詳説日本野球研究BACK NUMBER
ドラフトの人気はやはり即戦力投手?
中村・安田より「田嶋に集中するね」。
text by
小関順二Junji Koseki
photograph byKyodo News
posted2017/09/21 17:00
本格派の左投手はどの球団も喉から手が出るほどほしい。先発でもリリーフでも力を発揮する田嶋大樹は1位が確実視されている。
「田嶋に指名が集中しますね」というスカウトも。
試合が終わって帰り支度をしていると、日本ハムの大渕隆スカウト部長が私の前を通り抜け、「清宮がプロに来なかったら田嶋に指名が集中しますね」という言葉を残して出口に向かった。
清宮は確かに数年に1人のスラッガーだが、多くの球団が即戦力の先発タイプを必要としていることも確かで、それが150キロ超のストレートを備える本格派ならなおさらである。
今年のドラフト上位候補で即戦力の期待がかかるのは、大学生では馬場皐輔(仙台大)、鍬原拓也(中央大)、東克樹(立命館大)、社会人では永野将司(Honda)、鈴木博志(ヤマハ)、鈴木康平(日立製作所)、西村天裕(NTT東日本)あたりで、ストレートを前面に押し立てる本格派が多い。
つまり、田嶋ほど変化球に信頼を置けないので、即戦力投手を優先順位の筆頭に置く球団は田嶋の入札に向かう、という予想ができる。
「過去の人」になりかけていた投手も復活の兆し。
その5日後の東都大学2部リーグの試合では、「過去の人」になりかけているドラフト候補に注目した。専大松戸高から専修大に進学したアンダースロー、高橋礼である。2年春には2勝0敗の好成績を挙げ専修大の26年ぶり優勝の原動力になり、2年夏の第28回ユニバーシアード競技大会では日本代表として韓国戦、アメリカ戦に1イニングずつ登板し、被安打0、失点・自責点0に抑えている。その高橋が3年春以降、まったく精彩を欠くようになった。
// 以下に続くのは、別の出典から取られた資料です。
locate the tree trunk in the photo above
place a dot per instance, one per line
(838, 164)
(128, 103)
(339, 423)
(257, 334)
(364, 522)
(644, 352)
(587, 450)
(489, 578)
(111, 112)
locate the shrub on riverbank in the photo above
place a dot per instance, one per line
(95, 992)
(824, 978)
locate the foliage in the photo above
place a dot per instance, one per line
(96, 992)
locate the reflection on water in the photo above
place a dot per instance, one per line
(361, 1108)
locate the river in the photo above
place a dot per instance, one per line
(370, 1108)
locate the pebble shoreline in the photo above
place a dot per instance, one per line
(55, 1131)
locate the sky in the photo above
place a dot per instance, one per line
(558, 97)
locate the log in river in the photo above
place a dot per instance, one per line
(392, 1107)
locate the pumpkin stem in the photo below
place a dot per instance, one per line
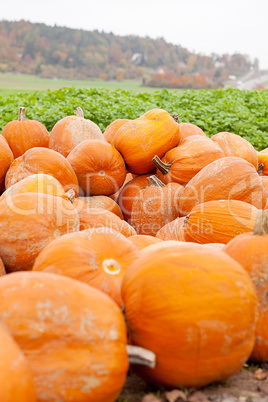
(261, 225)
(154, 181)
(260, 168)
(71, 195)
(22, 114)
(138, 355)
(164, 167)
(79, 112)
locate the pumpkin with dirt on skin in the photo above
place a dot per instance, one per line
(23, 134)
(99, 167)
(154, 206)
(46, 161)
(219, 221)
(235, 145)
(206, 304)
(16, 381)
(251, 251)
(98, 257)
(141, 139)
(28, 222)
(6, 158)
(71, 131)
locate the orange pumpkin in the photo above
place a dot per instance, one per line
(43, 160)
(96, 217)
(28, 222)
(98, 257)
(73, 335)
(227, 178)
(6, 158)
(103, 202)
(128, 193)
(36, 183)
(140, 140)
(16, 382)
(219, 221)
(22, 134)
(142, 241)
(71, 131)
(155, 206)
(205, 303)
(172, 230)
(112, 129)
(234, 145)
(251, 251)
(182, 163)
(99, 167)
(263, 161)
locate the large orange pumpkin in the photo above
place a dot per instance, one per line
(195, 309)
(71, 131)
(6, 158)
(97, 217)
(140, 140)
(16, 382)
(251, 251)
(28, 222)
(43, 160)
(155, 206)
(98, 257)
(219, 221)
(234, 145)
(227, 178)
(22, 134)
(111, 130)
(99, 167)
(73, 336)
(182, 163)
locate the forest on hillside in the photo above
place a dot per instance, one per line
(60, 52)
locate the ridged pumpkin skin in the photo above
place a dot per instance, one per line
(234, 145)
(22, 135)
(219, 221)
(36, 183)
(251, 251)
(28, 222)
(93, 218)
(227, 178)
(112, 129)
(140, 140)
(73, 336)
(154, 207)
(98, 257)
(187, 159)
(6, 158)
(188, 130)
(71, 131)
(16, 382)
(205, 303)
(172, 231)
(43, 160)
(128, 193)
(99, 167)
(103, 202)
(263, 159)
(142, 241)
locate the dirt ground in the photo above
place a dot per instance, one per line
(242, 387)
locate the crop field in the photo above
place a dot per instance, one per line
(240, 112)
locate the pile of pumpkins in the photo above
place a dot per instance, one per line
(145, 244)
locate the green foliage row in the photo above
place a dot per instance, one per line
(240, 112)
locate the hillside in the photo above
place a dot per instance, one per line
(62, 52)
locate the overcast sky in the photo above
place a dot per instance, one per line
(203, 26)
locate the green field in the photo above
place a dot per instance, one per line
(14, 83)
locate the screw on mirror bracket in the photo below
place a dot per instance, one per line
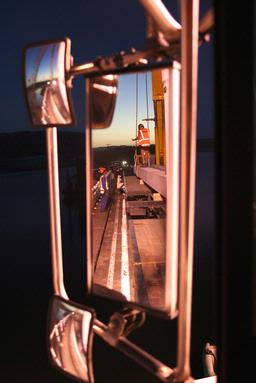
(124, 322)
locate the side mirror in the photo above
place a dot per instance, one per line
(102, 96)
(47, 90)
(133, 210)
(70, 337)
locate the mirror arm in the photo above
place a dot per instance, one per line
(144, 359)
(163, 19)
(123, 323)
(55, 221)
(121, 60)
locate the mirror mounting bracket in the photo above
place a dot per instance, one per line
(124, 322)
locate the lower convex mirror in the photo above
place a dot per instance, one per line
(70, 336)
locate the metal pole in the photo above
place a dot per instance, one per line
(147, 361)
(55, 221)
(189, 64)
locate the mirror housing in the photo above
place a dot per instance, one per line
(69, 337)
(47, 89)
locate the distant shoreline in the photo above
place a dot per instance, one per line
(26, 151)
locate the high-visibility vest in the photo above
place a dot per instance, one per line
(103, 184)
(143, 137)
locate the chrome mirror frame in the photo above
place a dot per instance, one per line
(172, 186)
(67, 80)
(56, 330)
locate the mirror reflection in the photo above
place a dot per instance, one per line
(70, 338)
(103, 98)
(45, 84)
(129, 197)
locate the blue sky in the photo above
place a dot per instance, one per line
(123, 127)
(96, 28)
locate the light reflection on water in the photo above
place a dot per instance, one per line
(25, 218)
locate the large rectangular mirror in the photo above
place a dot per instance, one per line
(133, 208)
(47, 91)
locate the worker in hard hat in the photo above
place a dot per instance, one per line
(143, 143)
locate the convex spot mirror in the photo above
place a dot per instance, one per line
(133, 208)
(70, 336)
(45, 71)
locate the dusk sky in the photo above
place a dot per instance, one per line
(95, 29)
(123, 127)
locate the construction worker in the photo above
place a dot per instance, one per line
(143, 143)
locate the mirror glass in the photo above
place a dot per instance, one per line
(70, 338)
(45, 84)
(129, 202)
(103, 98)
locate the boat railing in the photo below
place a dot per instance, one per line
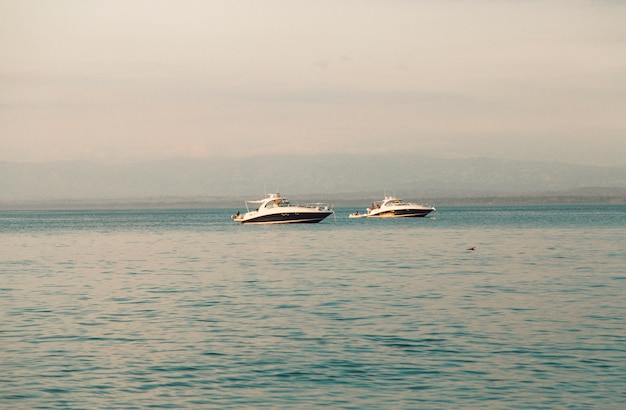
(320, 206)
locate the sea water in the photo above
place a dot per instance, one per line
(187, 309)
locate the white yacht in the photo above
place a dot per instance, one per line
(275, 209)
(392, 207)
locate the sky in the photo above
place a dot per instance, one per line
(134, 80)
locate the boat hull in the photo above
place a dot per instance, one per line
(283, 218)
(402, 213)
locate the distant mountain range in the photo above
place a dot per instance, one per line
(335, 176)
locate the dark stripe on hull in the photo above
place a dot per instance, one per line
(404, 213)
(306, 217)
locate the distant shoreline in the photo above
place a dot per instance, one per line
(221, 203)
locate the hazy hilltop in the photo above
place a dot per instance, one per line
(333, 176)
3年春 防御率4.06、奪三振率5.28、与四死球率5.28
3年秋 防御率5.83、奪三振率4.91、与四死球率5.22
4年春 防御率7.58、奪三振率3.32、与四死球率5.68
ひと目見て、成績を低迷させる原因が制球難であることがわかる。それが9月19日の駒澤大戦は見違えるような出来だった。
7回裏、無死満塁のピンチでリリーフ登板すると8、9番打者をストレートで空振りの三振に取り、1番打者を一塁ゴロに打ち取っている。試合が行われた府中市民球場にはスピードガンが設置されておらず、どのくらいスピードが出ているのかわからないが、腕の振りから少し遅れてボールが出てくるのでストレートが異様に速く感じられる。
8回は2番打者をストレートで空振りの三振に取り、3番打者に四球を与えるが盗塁失敗で走者がいなくなり、4番打者をまたもやストレートで空振りの三振に取ってこの回も3者凡退で切り抜ける。
9回は2死を取ってから崩れて2点を失うという悪癖が顔を覗かせたが、「2年後のドラフト上位候補」と言われていた頃のキレが戻ってきたと言っていいだろう。
直曲球の比率は9回を参考にするとストレート7割、変化球3割。投球フォームこそ違うが、全盛期の杉内俊哉(巨人)を思い出した。